There are many online resources for identification and characterization of Neotropical flora: IPNI the International Plant Names Index, TROPICOS the Missouri Botanical Garden’s electronic database, ATDN the Amazon Tree Diversity Network, the Dutch natural history collection Naturalis’ Bioportal, are a few examples. A collaborative project by MNHN-Paris and IRD-Cayenne in France called e-ReColNat project is also a significant resource for referencing Amazonia biodiversity. Field guides from the Field Museum of Chicago are another resource for tree identification. Perhaps the most informative website about Amazonian tree species is the Amazonian Tree Flora Platform where descriptions, visuals and genetic resources are deposited for researchers. Another handy resource for identification of Central American trees of which majority of them also occur in the Amazons is the book Trees of Panama and Costa Rica.
Geology of South America especially formation of the Andes mountain range has had a huge influence on evolution of life in this continent. Darwin witnessed a a strong earthquake in Valdivia of Chili. Survey instruments on board Beagle measured that the some parts of the coastline elevated 8 feet. Darwin’s understanding of geological forces changing the crust of the planet became solid.

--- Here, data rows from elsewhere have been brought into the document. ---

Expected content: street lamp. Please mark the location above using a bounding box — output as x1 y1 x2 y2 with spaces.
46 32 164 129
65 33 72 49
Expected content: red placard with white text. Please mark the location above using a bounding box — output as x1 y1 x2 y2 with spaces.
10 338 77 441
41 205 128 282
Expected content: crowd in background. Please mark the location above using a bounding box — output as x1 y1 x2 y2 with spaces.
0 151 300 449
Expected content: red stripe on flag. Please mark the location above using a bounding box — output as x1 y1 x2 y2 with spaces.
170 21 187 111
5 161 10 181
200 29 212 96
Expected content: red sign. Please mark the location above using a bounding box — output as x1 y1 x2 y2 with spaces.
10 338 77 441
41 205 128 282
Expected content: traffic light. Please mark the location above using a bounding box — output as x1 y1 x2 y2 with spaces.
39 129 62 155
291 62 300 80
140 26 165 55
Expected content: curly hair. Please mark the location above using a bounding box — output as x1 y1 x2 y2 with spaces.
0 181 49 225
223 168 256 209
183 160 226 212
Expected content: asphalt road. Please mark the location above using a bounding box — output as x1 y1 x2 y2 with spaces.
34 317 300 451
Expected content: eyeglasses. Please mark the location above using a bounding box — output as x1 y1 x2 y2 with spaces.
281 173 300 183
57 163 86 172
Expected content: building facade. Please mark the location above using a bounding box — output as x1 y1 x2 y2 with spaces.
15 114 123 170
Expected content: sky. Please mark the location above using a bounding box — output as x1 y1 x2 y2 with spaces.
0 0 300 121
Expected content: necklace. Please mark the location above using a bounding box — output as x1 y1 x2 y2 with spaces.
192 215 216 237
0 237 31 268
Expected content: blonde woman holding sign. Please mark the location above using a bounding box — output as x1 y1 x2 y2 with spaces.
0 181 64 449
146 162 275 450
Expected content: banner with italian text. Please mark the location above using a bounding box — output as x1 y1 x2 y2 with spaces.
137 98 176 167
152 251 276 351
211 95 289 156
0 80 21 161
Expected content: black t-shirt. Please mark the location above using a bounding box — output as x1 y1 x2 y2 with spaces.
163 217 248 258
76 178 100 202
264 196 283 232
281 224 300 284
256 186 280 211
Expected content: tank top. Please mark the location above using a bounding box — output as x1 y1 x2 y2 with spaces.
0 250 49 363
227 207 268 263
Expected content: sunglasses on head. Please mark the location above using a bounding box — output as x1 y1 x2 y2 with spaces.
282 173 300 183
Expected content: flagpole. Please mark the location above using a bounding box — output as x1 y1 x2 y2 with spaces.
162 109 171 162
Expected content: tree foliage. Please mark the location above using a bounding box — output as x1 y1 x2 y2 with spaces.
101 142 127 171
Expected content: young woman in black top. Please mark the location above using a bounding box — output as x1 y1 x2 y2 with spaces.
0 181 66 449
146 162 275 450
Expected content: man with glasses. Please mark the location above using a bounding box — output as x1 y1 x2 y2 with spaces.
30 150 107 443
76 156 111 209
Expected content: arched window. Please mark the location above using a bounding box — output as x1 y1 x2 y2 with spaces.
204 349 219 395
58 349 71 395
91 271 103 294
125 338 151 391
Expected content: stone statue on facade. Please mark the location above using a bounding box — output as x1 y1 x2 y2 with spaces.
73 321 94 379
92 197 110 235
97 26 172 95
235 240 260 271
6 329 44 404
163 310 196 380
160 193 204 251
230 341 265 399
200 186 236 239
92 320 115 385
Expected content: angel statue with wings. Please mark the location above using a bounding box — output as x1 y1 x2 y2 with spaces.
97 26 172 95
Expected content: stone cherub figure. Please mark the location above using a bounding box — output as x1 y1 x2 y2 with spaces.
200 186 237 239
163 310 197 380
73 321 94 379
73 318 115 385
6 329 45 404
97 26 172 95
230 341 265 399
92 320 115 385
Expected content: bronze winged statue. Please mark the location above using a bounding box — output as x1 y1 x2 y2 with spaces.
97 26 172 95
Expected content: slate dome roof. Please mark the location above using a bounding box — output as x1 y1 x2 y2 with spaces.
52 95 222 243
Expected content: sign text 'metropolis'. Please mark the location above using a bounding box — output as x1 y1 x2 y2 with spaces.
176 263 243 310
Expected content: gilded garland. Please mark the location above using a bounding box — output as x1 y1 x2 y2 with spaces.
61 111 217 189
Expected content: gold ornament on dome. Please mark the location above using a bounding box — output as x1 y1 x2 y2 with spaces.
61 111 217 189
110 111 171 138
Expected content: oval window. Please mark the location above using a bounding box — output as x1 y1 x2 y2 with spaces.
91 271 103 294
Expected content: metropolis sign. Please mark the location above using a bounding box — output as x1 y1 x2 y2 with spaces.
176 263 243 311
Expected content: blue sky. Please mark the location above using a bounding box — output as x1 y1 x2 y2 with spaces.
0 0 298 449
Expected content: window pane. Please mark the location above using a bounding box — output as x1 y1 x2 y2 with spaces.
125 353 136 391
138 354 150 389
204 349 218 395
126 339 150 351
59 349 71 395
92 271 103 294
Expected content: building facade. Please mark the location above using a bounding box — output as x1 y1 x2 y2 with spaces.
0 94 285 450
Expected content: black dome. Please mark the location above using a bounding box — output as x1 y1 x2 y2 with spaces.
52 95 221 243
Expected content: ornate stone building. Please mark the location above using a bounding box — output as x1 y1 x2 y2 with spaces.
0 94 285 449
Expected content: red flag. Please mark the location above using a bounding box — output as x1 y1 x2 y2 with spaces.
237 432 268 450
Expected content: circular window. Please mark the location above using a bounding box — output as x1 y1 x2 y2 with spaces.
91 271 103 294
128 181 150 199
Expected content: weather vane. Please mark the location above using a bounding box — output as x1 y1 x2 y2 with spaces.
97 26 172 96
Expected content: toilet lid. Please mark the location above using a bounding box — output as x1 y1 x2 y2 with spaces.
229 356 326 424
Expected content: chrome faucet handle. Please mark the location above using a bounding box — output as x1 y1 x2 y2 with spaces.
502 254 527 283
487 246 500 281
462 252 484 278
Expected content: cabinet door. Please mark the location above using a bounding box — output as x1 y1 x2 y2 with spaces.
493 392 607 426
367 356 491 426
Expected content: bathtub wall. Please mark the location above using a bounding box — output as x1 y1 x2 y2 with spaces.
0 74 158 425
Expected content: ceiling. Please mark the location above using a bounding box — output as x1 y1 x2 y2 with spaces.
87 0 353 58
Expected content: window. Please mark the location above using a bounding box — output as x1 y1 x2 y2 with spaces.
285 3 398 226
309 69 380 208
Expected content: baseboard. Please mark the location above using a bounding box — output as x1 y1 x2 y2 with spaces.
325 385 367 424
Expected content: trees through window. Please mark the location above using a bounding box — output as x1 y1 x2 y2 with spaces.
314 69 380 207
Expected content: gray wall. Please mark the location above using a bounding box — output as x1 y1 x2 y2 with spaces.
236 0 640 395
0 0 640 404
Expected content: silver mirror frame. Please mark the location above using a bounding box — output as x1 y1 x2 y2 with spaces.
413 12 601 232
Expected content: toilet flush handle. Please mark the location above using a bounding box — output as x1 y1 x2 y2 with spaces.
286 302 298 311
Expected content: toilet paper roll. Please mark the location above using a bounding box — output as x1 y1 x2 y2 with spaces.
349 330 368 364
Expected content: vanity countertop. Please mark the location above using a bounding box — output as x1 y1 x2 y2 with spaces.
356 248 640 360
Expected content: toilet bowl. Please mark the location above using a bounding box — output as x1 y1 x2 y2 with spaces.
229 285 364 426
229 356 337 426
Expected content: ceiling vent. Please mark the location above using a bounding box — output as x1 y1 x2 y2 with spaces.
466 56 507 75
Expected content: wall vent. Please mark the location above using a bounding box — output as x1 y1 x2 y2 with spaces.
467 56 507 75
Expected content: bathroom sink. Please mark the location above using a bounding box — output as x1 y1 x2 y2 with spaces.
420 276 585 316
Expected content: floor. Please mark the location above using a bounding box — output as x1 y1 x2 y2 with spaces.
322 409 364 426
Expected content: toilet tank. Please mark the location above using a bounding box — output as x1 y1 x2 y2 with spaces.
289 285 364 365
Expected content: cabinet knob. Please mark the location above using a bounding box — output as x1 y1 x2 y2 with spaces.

The formation of the Andes mountain range began with the events of the Triassic when Pangaea began to break up and several rifts developed. It still continues today. During the Cretaceous Period the Andes began to take its present form, through the uplifting, faulting and folding of sedimentary and metamorphic rocks of the ancient cratons to the east of the continent. The range has many active volcanoes, which are distributed along four volcanic zones. The volcano Chimborazo in the Ecuadorean Andes is farther from Earth’s center than any other location on Earth’s surface, due to the equatorial bulge resulting from the rotation of our planet. Andes changed the entire Amazon Basin over tens of millions of years.
In addition to mountain building, there is also another competing hypothesis called “marine incursion” seeking to explain the extraordinary biological diversity in the Amazons. The hypothesis states that before the Amazon River formed there was a massive shallow sea that created many isolated islands. This shallow incursion may have receded many times. In this way, species evolved in isolation was “pumped” into the Amazon basin until the next cycle of incursion. Strictly freshwater species of piranhas may have evolved through such incursion cycles.
Both competing hypothesis are gathering data using genetic structure of tree populations and geological core samples.